An RTD Light Rail train at the Dry Creek station, beside Insterstate 25 in May 2016.

(Hart Van Denburg/CPR News)

There is a new prescription for helping Coloradans get around easier by train, bus, bike and on foot.

The plan from the Colorado Public Interest Research Group calls for governments to spend an additional $1 billion a year for 25 years. That would expand train service through metro Denver and bus service in a lot of cities. 

It would also improve bike lanes and bike share programs like Denver's B-cycle and lay down some 6,000 miles of new sidewalk.

Here are interview highlights with report co-author Will Toor of the Southwest Energy Efficiency Project..

On How To Cover The Cost:

"A billion dollars a year is certainly a lot of money. And I don't think any of us believe that tomorrow we're going to wave a magic wand and be spending those dollars. But I think it's important to realize how much money we're already spending on transportation. Just in the Denver metro area we spend over $4 billion a year on our transportation system. 

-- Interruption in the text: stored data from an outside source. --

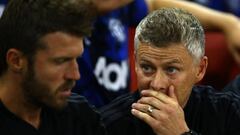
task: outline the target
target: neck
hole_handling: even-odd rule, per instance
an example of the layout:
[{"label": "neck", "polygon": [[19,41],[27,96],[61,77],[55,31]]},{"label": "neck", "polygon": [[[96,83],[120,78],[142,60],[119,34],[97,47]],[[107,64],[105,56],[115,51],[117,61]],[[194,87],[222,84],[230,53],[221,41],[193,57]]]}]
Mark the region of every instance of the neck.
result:
[{"label": "neck", "polygon": [[11,111],[13,114],[29,123],[35,128],[39,128],[41,121],[41,108],[36,107],[26,101],[15,100],[14,102],[2,101],[3,104]]},{"label": "neck", "polygon": [[19,86],[16,81],[13,85],[13,83],[3,82],[1,80],[0,100],[11,113],[33,127],[39,128],[41,122],[41,107],[26,101],[22,89]]}]

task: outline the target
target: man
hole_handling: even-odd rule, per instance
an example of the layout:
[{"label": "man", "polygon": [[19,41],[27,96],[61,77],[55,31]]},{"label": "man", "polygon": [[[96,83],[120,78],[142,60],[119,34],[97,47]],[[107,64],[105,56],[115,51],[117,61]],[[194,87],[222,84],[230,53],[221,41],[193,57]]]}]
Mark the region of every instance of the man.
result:
[{"label": "man", "polygon": [[69,99],[91,31],[87,0],[11,0],[0,19],[0,134],[102,135],[84,98]]},{"label": "man", "polygon": [[[149,12],[161,7],[179,7],[199,18],[206,29],[224,32],[229,48],[238,58],[240,21],[236,16],[216,12],[179,0],[94,0],[99,16],[93,34],[84,40],[83,57],[78,60],[82,78],[74,92],[101,107],[129,92],[129,27],[136,27]],[[236,59],[237,60],[237,59]],[[240,63],[240,61],[239,61]]]},{"label": "man", "polygon": [[204,31],[186,11],[163,8],[136,29],[139,91],[101,109],[110,135],[239,135],[240,98],[194,86],[207,68]]}]

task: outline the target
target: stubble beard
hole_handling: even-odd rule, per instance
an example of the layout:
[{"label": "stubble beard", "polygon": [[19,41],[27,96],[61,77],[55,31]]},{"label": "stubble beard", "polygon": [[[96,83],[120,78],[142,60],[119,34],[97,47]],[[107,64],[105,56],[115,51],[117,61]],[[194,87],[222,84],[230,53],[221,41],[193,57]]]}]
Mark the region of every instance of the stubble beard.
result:
[{"label": "stubble beard", "polygon": [[65,101],[57,103],[56,95],[59,90],[51,93],[51,89],[36,78],[33,66],[29,66],[28,69],[22,82],[23,96],[26,103],[36,108],[51,107],[57,110],[67,106],[67,99],[62,99]]}]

"So I think it's a matter of both looking at how do we reallocate some of the funding that we already have, and, as there are discussions of new transportation funding sources, we want to make sure that people are thinking about these trends and needs -- the sidewalk needs, the bicycle needs -- as part of that conversation."

On How Municipalities Are Restricted In Their Spending:

"The state especially is restricted by current law to spend the vast majority of revenues that it gets from things like gas taxes in vehicle registration fees only on highways. And that means that if you've got a a corridor where you look at that corridor and what really makes sense is not just a highway expenditure, but also includes transit and improved bicycle infrastructure, they don't have the flexibility to use those dollars in a way that make most sense for that corridor."

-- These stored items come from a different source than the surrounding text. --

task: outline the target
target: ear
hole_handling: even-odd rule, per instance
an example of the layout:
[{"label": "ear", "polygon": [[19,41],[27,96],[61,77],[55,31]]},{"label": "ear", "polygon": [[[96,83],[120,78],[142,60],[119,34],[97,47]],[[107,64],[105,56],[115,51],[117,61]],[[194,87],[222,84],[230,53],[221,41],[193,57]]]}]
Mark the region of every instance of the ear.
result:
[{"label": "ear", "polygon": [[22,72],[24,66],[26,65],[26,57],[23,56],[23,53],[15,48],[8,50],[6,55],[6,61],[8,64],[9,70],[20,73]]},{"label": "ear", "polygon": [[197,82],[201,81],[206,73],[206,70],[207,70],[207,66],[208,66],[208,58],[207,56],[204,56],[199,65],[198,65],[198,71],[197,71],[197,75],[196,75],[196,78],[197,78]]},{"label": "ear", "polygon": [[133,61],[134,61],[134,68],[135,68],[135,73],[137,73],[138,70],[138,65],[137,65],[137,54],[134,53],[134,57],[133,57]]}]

On The Importance Of Better Sidewalks:

"One of the things that is remarkable, is that when you look around the state, there are many communities that don't fund sidewalks. It's up to the individual property owners and it is the most basic aspect of transportation. Everybody is a pedestrian at some point in their trips."

On Why New Bike Infrastructure Is Needed:

"One of the things that we've seen is an enormous percentage of the trips that people take are actually under 3 miles in length -- the kind of trips that are perfect for getting around on a bicycle. What we've seen is that there are some communities in Colorado that have invested significantly in bicycle infrastructure. Fort Collins really stands out as a community that has done great work on bicycling. 

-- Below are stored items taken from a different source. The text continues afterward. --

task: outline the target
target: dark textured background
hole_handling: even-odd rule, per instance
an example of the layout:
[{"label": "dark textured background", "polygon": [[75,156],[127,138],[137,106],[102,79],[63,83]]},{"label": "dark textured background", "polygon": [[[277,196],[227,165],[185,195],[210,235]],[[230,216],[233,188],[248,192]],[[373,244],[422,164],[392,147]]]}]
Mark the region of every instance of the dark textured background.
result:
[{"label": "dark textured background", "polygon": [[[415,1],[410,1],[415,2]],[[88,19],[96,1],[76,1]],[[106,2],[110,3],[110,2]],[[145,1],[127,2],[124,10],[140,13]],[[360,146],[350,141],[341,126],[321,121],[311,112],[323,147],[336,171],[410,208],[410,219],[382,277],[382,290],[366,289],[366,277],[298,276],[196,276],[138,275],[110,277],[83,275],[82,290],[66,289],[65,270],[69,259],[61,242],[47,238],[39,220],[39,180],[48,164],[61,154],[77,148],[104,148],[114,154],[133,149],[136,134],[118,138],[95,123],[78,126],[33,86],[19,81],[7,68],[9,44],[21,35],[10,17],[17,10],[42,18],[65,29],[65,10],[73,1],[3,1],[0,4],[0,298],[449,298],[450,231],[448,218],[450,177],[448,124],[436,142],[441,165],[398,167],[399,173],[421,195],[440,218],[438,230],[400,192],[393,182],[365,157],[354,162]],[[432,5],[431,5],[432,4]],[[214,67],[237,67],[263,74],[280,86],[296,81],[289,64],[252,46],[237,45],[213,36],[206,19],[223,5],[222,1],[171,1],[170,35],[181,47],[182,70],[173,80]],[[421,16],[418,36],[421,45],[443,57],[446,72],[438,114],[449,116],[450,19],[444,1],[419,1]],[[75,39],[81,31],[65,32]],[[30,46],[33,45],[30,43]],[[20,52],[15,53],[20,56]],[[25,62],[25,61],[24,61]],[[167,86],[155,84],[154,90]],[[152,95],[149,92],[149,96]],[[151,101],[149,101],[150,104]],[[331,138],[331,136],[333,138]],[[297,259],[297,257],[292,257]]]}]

"And what you see is an enormous increase in cycling when you do that. It's not that everybody's going to get on their bicycle. But if you can get 10 percent of the trips that people are taking to get to work to be on a bicycle instead of 1 percent, as we have in communities that have invested, makes an enormous difference."

On How Realistic Their Plan Is: 

"If you look at what we're proposing here, pretty much everything has been piloted in at least some communities across the state. So we know that these things work. None of this is pie in the sky or outlandish. Again you're talking about getting people sidewalks. You're talking about getting basic bicycle infrastructure in place so that people can safely ride a bike to school or to work."